Chris Elder of Dunedin asks :-

What is old water? I have heard of, or read of, water being thousands of years old. How does it differ from fresh water and how do scientists determine its age?

Uwe Morgenstern, a physicist with the Institute of Geological and Nuclear Sciences in Lower Hutt, responded.

Old water is water that has been underground for a long period of time. This can be years, hundreds of years, or thousands of years.

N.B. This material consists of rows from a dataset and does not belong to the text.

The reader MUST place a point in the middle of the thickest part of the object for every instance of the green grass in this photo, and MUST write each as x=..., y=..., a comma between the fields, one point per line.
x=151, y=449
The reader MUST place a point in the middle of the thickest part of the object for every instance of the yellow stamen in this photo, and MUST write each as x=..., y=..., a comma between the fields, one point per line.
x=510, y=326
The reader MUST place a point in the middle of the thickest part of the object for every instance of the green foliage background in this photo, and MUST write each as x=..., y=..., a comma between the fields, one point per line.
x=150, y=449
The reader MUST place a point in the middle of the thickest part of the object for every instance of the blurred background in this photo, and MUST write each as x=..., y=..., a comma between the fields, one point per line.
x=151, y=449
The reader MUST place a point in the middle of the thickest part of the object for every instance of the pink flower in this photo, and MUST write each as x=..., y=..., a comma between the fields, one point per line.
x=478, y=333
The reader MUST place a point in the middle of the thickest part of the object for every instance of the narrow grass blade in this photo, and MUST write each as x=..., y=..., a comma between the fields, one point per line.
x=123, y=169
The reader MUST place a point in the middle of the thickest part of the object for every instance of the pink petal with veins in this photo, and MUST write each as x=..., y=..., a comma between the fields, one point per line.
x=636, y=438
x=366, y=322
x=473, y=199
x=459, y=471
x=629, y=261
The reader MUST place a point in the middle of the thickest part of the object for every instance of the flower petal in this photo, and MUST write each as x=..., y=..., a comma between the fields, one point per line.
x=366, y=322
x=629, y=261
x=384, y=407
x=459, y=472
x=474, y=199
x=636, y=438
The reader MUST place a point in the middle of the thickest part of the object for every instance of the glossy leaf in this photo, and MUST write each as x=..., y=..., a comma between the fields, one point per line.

Deep aquifers often contain water that left the surface thousands of years ago. That can be due to the aquifer being disconnected from its previous discharge source, or because it takes the water thousands of years to reach that point in the deep aquifer. Old water has normally a more evolved chemistry (high ion concentrations), sometimes so high that it is unsuitable for drinking purpose. This come about because water flowing through geological material dissolves some salts from the rocks, which is where the salty ocean comes from, and slowly dissolves some geological material, for example limestone, which is where some underground caves come from.

Tritium dating is the standard dating tool for groundwater in the age range recent to 100 years. Tritium, very heavy hydrogen whose nucleus contains one proton and two neutrons, was discovered by Ernest Rutherford. It is formed in nuclear reactions between cosmic rays and atoms in the upper atmosphere. Being chemically similar to hydrogen, it combines with oxygen to form water molecules and comes to earth in rainwater.

Tritium is radioactive with a half-life of 12.32 years and decays by beta decay to He3, also discovered by Rutherford. As a component of the water molecule, it is the most conservative tracer for groundwater.

When the water infiltrates the ground and becomes isolated from the atmospheric tritium source, its tritium concentration decreases over time due to radioactive decay. The tritium concentration of groundwater therefore reflects the time the water has been underground.

Such measurements are vital to checking healthy water supplies drawn from underground. Our lab is the most accurate in the world at using tritium to date water in aquifers.

When water has been underground for over a year the pathogens die. Hence it is a safety requirement that the fraction of water less than a year old in an aquifer from which drinking water is obtained, must be less than 0.005% of the water present in the aquifer. Tritium dating checks that.